The new paper by Stuart Armstrong (FHI) and Kaj Sotala (SI) has now been published (PDF) as part of the Beyond AI conference proceedings. Some of these results were previously discussed here. The original predictions data are available here.
Abstract:
This paper will look at the various predictions that have been made about AI and propose decomposition schemas for analysing them. It will propose a variety of theoretical tools for analysing, judging and improving these predictions. Focusing specifically on timeline predictions (dates given by which we should expect the creation of AI), it will show that there are strong theoretical grounds to expect predictions to be quite poor in this area. Using a database of 95 AI timeline predictions, it will show that these expectations are born out in practice: expert predictions contradict each other considerably, and are indistinguishable from non-expert predictions and past failed predictions. Predictions that AI lie 15 to 25 years in the future are the most common, from experts and non-experts alike.
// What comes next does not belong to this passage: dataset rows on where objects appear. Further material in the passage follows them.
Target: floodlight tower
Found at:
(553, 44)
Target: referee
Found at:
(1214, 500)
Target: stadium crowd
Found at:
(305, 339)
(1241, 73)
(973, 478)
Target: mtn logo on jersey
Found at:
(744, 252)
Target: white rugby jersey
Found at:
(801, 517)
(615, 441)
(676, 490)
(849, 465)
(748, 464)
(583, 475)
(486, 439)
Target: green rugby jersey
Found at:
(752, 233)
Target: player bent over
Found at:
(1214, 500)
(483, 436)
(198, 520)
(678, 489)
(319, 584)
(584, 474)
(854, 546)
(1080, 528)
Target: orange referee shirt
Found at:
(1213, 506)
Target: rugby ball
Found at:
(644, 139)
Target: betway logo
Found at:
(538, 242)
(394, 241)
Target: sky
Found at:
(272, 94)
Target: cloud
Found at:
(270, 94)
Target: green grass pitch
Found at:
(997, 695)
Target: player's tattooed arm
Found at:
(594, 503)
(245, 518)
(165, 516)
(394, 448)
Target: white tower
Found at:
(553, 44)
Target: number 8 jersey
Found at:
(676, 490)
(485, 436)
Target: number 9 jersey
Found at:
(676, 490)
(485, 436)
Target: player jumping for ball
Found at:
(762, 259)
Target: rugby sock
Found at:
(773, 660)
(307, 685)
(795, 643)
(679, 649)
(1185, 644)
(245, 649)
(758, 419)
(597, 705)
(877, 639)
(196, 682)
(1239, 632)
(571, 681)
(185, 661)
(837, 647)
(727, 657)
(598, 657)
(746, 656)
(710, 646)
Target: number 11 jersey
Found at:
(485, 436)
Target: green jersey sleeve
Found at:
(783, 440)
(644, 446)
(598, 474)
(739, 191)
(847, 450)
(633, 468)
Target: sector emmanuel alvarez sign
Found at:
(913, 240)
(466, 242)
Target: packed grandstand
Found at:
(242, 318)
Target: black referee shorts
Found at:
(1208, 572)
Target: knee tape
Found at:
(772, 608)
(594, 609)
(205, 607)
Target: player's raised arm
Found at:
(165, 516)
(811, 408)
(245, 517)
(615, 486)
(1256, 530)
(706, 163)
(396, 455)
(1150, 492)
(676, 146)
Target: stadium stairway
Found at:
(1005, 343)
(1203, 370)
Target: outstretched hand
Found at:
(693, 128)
They may not cite each other, but the influence can still be there as background reading etc. I may not cite Legge when I think there's a good chance of breakthroughs in the 2020s but the influence is there (well, it was until I mentioned him just now). To give a real-world example, compiling http://www.gwern.net/2012%20election%20predictions I know that the forecasters were all reading each others' blogs or twitters etc because in scouring their sites I see enough cross-links or similar topics, but anyone who looked at just the relevant pages of predictions or prediction CSVs would miss that completely and think they were deriving their similar predictions from independent models.
I think there's a lot of shared ideas and reading which rarely is explicitly cited in the same passage as a specific prediction with the exception of really offensive estimates like Kurzweil's self-promoting (have you been reading the reviews of his latest book? Everyone's dragging out Hofstadter's old dog shit quote, which one can't help but feel that he would not have been so explicit and crude if Kurzweil didn't really rub him the wrong way). But I don't know how one would test the consensus idea other than waiting and seeing whether expert predictions continue to cluster around 2040 even as we hit 2020s and 2030s.